Aunque no lo reconozcan los medios de comunicación social, la radio, la televisión, tratan de afianzar dichas relaciones, en tanto que las autopistas de la comunicación como el internet y el correo electrónico, han mermado dicha correlación, convirtiéndose en fronteras convencionales, dejando atrás, “las culturas cada vez más se conocen entre sí, van construyéndose así mismas en contacto permanente con otros”.

Acá parece que no, el proceso de convivencia humana entre culturas diferentes ya no es una relación recíproca de valores, ahora cada ser cultural se fortalece en su propia identidad, y desconoce el concepto de interculturalidad, es que “solo es un concepto que día a día en la experiencia cotidiana de Otavalo se vive, se dice, pero no se reflexiona.” Si consideramos a la interculturalidad como proceso de convivencia humana, esta debe ser una práctica cotidiana y constante de respeto mutuo de los valores y espacios que tenemos cada cultura que vivimos en Otavalo.

Las acciones de las autoridades de turno, la solapada convivencia “pacífica” de culturas diferentes en Otavalo, establecen débiles relaciones recíprocas entre ellas, las últimas decisiones en relación a las reformas de las fiestas, no ayudan en nada a determinar que el proceso de convivencia humana no tiene por qué ser causa de pérdida de la identidad. Al contrario, fortalece nuestra identidad cultural personal y de cada pueblo.

No sé por qué se tomaron “legalmente” estas decisiones, si siempre valoramos lo propio y lo ajeno. Lo propio en términos de lengua, educación, expresiones culturales, tradiciones, cultos, filosofía, ética, pensamiento científico. Si cada vez nos fortalecíamos en nuestro ser cultural, aceptando los valores de los otros como aporte a la cultura propia o como valores que hay que respetar de las otras culturas. Era difícil y logramos tener conciencia que la diferencia que exige reconocer al otro “ser cultural” como persona, digno en su ser, útil para sí mismo y para los demás le permite valorar al otro como persona y eso implica que quien valora al otro se valora primero a sí mismo. Solo valorándose se puede valorar al otro. Eso estaba claro y lo respetábamos.

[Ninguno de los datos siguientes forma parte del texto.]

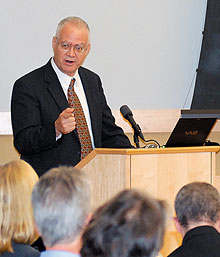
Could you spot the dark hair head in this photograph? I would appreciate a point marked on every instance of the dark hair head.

Rectifiquemos no creemos más conflictos y si los hay que estos sean superados como lo digo, por la valoración del ser cultural y de los otros. Recuperemos “el reconocimiento de las diferencias en la confrontación y el conflicto”, centremos nuestras actividades en la estructuración de una escala de valores en donde se dejen a un lado estereotipos como los complejos de inferioridad, de superioridad, actitudes racistas.

La identidad desde una visión de lo otavaleño, “hay más cosas que nos unen que las que nos desunen” se explica en la conservación y mantenimiento de los valores culturales de cada pueblo que convivimos.